Kenroy Peters appeals for a wicket AFP

To Ethan Peters, seven weeks old, your father presents the wicket of Dean Elgar, with a warning.

"I don't want you to become a bowler, I want you to bat. I've done the bowling."

On Boxing Day, 2014, Kenroy Peters certainly did. Although he did not have a debut as stellar as Stiaan van Zyl's last week in Centurion, Peters made a long-awaited introduction into international cricket after first bowling against a South African team almost a decade and a half ago.

"When I played my first first-class game it was against South Africa A. Ten years later, I am making my debut against South Africa," Peters remembers. In September 2000, Peters played for Windward Islands against South Africa A and picked 3 for 25 in the first innings. One of his wickets was Robin Peterson, who would have played in this Test had he not hurt his finger three days before the game.

Since that day, Peters has been waiting to play for West Indies but only got his opportunity after an injury ruled Kemar Roach out of the tour. Although he is 32-years old, Peters said he never gave up on the dream to represent the islands and it came true when he was named in the starting XI and tasked with opening the bowling.

"I always believed that if I played first-class cricket and did well my chance would come," he said. "I got the joyous news that I had been called up on Saturday last week and then I was told yesterday morning that I would open the bowling.

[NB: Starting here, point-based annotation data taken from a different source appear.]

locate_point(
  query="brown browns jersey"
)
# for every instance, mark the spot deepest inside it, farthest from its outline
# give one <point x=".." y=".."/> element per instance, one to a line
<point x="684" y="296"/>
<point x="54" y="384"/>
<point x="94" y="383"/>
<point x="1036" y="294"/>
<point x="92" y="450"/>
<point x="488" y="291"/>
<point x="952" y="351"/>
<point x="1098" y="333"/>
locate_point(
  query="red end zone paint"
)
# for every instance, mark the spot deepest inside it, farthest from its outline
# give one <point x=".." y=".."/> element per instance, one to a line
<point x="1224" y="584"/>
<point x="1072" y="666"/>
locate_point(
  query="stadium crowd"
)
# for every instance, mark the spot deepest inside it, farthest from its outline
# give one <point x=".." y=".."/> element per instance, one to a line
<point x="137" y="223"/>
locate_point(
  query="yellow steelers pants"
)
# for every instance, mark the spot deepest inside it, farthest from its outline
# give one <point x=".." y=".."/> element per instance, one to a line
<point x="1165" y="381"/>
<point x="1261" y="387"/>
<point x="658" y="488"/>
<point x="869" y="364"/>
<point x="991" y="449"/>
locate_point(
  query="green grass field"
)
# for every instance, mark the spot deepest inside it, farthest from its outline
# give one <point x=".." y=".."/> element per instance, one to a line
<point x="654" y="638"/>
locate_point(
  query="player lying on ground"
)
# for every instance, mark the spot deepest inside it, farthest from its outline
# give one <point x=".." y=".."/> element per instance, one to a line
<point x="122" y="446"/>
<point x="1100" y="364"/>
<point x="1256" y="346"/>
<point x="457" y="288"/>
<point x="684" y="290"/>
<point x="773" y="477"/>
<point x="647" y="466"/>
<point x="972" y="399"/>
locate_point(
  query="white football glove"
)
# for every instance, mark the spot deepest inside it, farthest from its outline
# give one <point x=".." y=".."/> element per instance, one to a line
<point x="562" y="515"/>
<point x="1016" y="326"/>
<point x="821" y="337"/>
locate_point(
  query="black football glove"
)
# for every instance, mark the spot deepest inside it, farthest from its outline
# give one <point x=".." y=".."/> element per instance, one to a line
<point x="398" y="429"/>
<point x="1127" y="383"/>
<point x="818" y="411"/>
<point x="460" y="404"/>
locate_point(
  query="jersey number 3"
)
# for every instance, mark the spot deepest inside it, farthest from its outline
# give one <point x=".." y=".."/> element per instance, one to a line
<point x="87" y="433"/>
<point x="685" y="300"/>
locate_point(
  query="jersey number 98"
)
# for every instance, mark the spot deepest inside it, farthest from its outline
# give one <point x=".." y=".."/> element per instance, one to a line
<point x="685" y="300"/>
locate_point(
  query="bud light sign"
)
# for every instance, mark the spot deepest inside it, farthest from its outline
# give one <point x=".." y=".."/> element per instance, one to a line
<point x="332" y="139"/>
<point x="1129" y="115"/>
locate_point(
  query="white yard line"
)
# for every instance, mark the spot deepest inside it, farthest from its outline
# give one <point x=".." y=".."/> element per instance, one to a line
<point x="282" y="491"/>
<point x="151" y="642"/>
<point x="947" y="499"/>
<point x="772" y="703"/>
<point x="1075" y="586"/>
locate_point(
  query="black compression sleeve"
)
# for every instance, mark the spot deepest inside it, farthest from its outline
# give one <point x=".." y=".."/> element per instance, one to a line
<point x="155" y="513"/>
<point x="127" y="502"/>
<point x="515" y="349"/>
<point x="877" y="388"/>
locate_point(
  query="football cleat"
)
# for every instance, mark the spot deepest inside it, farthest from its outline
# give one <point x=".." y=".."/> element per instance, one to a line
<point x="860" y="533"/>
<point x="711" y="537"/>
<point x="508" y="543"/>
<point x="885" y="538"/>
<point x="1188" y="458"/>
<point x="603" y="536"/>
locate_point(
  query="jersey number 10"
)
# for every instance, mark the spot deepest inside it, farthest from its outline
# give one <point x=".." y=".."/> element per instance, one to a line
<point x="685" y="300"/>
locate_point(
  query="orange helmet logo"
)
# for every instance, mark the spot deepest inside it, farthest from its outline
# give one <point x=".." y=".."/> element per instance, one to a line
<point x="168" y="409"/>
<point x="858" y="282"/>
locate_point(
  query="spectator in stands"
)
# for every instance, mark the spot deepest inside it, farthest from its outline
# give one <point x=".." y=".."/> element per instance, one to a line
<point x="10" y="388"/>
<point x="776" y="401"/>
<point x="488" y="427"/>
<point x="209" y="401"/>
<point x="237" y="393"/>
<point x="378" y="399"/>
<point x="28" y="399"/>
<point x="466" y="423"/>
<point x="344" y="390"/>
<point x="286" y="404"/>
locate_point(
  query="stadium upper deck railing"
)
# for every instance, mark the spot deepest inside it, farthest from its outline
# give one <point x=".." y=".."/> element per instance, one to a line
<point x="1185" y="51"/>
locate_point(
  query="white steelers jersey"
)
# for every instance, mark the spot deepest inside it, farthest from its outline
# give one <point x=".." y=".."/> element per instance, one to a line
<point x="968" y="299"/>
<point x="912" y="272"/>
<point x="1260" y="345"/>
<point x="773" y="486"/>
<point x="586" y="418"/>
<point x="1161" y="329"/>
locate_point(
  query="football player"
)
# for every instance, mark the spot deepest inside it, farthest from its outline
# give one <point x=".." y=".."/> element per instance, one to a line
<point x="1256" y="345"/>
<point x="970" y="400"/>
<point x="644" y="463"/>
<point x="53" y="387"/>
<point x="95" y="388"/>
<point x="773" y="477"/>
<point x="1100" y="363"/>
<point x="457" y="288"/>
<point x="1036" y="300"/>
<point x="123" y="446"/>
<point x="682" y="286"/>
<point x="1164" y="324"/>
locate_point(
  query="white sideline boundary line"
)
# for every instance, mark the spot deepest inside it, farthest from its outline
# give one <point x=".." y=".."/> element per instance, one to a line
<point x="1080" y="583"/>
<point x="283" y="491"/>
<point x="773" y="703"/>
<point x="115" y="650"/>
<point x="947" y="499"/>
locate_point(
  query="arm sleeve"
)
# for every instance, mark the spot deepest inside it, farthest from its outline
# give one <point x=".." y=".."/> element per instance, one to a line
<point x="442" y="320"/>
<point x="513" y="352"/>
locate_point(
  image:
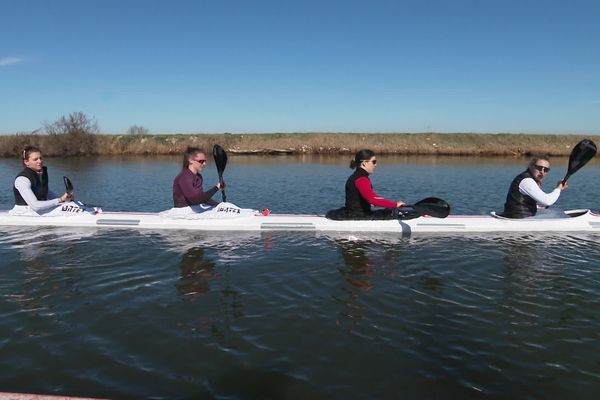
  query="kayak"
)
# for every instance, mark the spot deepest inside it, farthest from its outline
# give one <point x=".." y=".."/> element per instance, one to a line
<point x="574" y="221"/>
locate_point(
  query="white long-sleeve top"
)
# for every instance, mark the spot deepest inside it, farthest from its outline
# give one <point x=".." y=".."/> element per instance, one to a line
<point x="529" y="187"/>
<point x="23" y="185"/>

That time put me in the frame of my mind to get myself ready and also prepare myself for the days' play."

Peters' said he experienced a mixture of "joy and butterflies," and tried to calm them by reminding himself not to expect anything less than a challenge. "You just have to believe in yourself because fewer mistakes are being made by the batsman so bowlers had to work extra hard to get wickets."

On a slow Port Elizabeth track against a South African line-up well versed in the patience game, that was only more enhanced so Peters went back to basics. "The first spell was about trying to assess the conditions," he said. In doing that he saw that, "The South African batsmen are excellent batsmen but they tend to play on their back foot a lot so I tried to bowl a bit fuller and to see if I can get success from just being patient."

Ultimately that was the only way to get through South Africa and after 12 overs, Peters was rewarded when Dean Elgar chased a wide one. The discipline paid off.

Despite not bowling at a great pace, extracting great bounce or moving the ball any great amount, Peters had done what he always thought he could. He proved that with what he had, he could do well. "I always believe once I step on the cricket field I am No.1. When you are on the field, it's you and the ball. It's not about who is No.1 and No.2," he said. And then, he thought of young Ethan and dedicated the wicket to him.